Repo-Default Workflow (Scaler(self.stats))

The client pipeline initializes scalers from precomputed train stats:

self.stats = self.private_data["stats"]["train"]
self.scaler = getattr(__import__("scalers"), self.scaler)(self.stats)

Then uses:

x_scaled = self.scaler.transform(x)
y_scaled = self.scaler.transform(y)
pred = self.scaler.inverse_transform(pred_scaled)

Optional Workflow (fit())

You can still fit stats directly from arrays when precomputed stats are not available:

scaler.fit(train_x)
train_x_scaled = scaler.transform(train_x)
test_x_scaled = scaler.transform(test_x)
pred_y = scaler.inverse_transform(pred_y_scaled)

BaseScaler

BaseScaler is a base class with no-op defaults for fit, transform, and inverse_transform.

Helper utility:

  • divide_no_nan(a, b): computes a / b and replaces NaN/Inf with 0.0

This helper is used by scalers that need safe division.

Standard

File: scalers/Standard.py

Behavior

  • fit: computes per-feature mean and std
  • transform: divide_no_nan((x - mean), std)
  • inverse_transform: (x * std) + mean

Notes

  • If a feature has zero variance (std == 0), transformed values become 0 for that feature due to divide_no_nan.

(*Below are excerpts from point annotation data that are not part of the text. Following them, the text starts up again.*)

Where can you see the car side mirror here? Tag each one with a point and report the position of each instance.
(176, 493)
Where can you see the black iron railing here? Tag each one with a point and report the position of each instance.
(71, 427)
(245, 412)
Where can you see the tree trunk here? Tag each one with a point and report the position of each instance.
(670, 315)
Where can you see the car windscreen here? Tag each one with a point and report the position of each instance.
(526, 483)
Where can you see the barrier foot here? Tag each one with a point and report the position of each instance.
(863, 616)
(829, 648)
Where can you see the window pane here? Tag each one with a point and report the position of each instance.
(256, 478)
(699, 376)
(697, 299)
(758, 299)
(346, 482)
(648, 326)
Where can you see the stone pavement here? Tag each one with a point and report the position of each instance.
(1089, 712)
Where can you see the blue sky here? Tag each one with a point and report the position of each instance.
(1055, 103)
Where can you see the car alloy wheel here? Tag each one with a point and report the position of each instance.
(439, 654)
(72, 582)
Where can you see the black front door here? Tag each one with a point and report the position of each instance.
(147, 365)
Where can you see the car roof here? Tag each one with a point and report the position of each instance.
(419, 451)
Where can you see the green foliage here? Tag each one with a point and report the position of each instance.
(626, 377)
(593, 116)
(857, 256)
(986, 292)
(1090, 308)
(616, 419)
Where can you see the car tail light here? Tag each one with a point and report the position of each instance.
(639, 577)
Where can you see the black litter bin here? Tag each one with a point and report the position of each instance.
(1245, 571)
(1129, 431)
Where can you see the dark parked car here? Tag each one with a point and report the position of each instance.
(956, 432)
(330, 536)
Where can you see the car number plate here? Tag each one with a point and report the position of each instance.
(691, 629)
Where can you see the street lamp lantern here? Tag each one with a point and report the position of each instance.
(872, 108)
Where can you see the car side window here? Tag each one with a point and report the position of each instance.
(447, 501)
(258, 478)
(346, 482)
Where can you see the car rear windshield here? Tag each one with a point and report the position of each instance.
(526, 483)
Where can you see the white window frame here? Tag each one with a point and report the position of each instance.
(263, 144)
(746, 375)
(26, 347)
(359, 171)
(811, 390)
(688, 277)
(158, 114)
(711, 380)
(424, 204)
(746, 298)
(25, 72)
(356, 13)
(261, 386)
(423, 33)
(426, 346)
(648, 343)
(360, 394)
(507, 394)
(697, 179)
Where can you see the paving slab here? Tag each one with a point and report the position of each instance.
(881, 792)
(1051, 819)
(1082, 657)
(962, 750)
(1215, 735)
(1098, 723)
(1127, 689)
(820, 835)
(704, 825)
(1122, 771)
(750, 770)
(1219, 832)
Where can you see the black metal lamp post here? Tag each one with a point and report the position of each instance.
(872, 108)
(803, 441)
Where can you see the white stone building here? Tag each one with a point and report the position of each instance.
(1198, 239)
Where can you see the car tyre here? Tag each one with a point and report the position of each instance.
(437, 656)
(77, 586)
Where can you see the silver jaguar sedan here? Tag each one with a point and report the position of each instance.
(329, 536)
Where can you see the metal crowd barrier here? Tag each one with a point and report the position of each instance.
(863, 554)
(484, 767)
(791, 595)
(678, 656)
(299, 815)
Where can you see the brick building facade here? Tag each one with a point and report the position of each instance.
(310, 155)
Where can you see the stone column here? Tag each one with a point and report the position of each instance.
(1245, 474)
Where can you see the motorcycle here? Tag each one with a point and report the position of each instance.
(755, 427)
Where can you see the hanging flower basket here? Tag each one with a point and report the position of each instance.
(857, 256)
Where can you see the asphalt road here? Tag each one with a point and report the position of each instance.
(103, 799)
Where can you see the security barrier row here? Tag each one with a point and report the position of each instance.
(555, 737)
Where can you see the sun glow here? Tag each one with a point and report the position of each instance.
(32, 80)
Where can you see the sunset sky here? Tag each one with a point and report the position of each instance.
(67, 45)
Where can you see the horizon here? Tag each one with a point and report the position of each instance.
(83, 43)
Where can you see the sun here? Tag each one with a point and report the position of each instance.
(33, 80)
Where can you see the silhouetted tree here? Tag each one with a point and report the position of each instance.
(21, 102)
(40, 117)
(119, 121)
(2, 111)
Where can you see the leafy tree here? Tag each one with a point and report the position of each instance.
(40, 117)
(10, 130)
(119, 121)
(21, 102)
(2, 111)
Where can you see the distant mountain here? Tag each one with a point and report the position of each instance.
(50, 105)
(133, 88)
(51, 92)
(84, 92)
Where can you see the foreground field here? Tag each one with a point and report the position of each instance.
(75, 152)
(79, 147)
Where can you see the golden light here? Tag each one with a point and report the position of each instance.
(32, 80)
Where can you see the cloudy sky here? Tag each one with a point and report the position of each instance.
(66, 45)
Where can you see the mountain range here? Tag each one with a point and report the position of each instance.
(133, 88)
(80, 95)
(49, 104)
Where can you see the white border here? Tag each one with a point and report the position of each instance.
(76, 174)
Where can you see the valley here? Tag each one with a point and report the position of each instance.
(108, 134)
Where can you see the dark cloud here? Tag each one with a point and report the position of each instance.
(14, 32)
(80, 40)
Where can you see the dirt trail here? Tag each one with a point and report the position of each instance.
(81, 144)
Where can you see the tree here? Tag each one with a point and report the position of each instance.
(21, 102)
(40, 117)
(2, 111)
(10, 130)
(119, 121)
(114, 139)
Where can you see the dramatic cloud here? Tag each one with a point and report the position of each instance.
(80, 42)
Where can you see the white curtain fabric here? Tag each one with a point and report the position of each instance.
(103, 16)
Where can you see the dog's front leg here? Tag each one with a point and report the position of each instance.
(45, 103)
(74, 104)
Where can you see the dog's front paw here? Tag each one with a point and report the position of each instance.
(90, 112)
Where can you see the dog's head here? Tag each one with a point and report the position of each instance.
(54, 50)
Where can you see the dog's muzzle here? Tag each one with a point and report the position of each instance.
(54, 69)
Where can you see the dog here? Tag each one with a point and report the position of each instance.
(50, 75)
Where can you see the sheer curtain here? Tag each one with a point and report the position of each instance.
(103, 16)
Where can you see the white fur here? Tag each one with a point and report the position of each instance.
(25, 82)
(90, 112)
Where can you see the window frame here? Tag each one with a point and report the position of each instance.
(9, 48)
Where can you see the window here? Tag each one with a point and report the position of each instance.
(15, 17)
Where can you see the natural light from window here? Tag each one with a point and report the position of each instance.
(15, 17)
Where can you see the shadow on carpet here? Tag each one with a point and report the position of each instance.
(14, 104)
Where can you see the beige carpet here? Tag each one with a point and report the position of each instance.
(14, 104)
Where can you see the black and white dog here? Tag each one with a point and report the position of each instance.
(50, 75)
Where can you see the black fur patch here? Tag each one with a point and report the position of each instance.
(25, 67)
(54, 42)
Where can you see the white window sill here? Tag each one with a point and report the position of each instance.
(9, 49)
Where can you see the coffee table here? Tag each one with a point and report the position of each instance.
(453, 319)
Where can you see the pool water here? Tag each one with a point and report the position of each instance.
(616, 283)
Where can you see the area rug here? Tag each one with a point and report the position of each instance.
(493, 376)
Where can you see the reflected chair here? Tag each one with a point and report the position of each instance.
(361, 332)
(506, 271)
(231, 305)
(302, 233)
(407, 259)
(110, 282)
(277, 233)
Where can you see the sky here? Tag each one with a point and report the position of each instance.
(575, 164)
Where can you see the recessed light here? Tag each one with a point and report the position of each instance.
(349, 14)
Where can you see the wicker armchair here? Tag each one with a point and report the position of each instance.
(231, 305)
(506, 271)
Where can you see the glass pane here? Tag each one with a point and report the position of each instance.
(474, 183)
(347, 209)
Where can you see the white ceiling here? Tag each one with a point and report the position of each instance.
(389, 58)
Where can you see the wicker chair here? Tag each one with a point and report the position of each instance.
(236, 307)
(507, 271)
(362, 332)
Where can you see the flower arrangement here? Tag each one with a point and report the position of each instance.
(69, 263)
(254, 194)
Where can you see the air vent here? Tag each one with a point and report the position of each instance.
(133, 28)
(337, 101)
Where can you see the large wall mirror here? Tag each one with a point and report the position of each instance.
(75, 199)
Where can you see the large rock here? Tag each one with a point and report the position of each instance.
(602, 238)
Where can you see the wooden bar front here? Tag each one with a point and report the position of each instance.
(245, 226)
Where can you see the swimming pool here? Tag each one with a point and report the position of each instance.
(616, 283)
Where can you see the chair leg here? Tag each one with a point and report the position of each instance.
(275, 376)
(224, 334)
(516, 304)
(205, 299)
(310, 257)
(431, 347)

Optional stat constructor format

stat = {
    "feature_0": {"mean": 10.2, "std": 3.1},
    "feature_1": {"mean": 5.0, "std": 1.7},
}

MinMax

File: scalers/MinMax.py

Behavior

  • fit: computes per-feature min and max
  • transform: (x - min) / (max - min)
  • inverse_transform: x * (max - min) + min

Notes

  • Range is typically [0, 1] on data similar to the fit distribution.
  • This scaler currently uses direct division; if max == min for a feature, division-by-zero can occur.

Optional stat constructor format

stat = {
    "feature_0": {"min": -4.0, "max": 9.0},
    "feature_1": {"min": 0.0, "max": 3.0},
}

Robust

File: scalers/Robust.py

Behavior

  • fit: computes per-feature quartiles q1 (25th) and q3 (75th)
  • transform: (x - q1) / (q3 - q1)
  • inverse_transform: x * (q3 - q1) + q1

Notes

  • More resistant to outliers than mean/std scaling.
  • This scaler currently uses direct division; if q3 == q1 for a feature, division-by-zero can occur.

Optional stat constructor format

stat = {
    "feature_0": {"q1": 2.0, "q3": 8.0},
    "feature_1": {"q1": -1.0, "q3": 1.0},
}

MaxAbs

File: scalers/MaxAbs.py

Behavior

  • fit: computes per-feature max_abs = max(abs(x))
  • transform: divide_no_nan(x, max_abs)
  • inverse_transform: x * max_abs

Notes

  • Preserves sign.
  • Useful for data centered around zero.
  • If a feature is all zeros, divide_no_nan keeps output stable (zeros).

Optional stat constructor format

stat = {
    "feature_0": {"max_abs": 5.0},
    "feature_1": {"max_abs": 12.0},
}

Dynamic Discovery

scalers/__init__.py imports scaler classes dynamically and exposes them through SCALERS and __all__.

Class naming requirement:

  • filename and class name must match (for example MaxAbs.py -> class MaxAbs)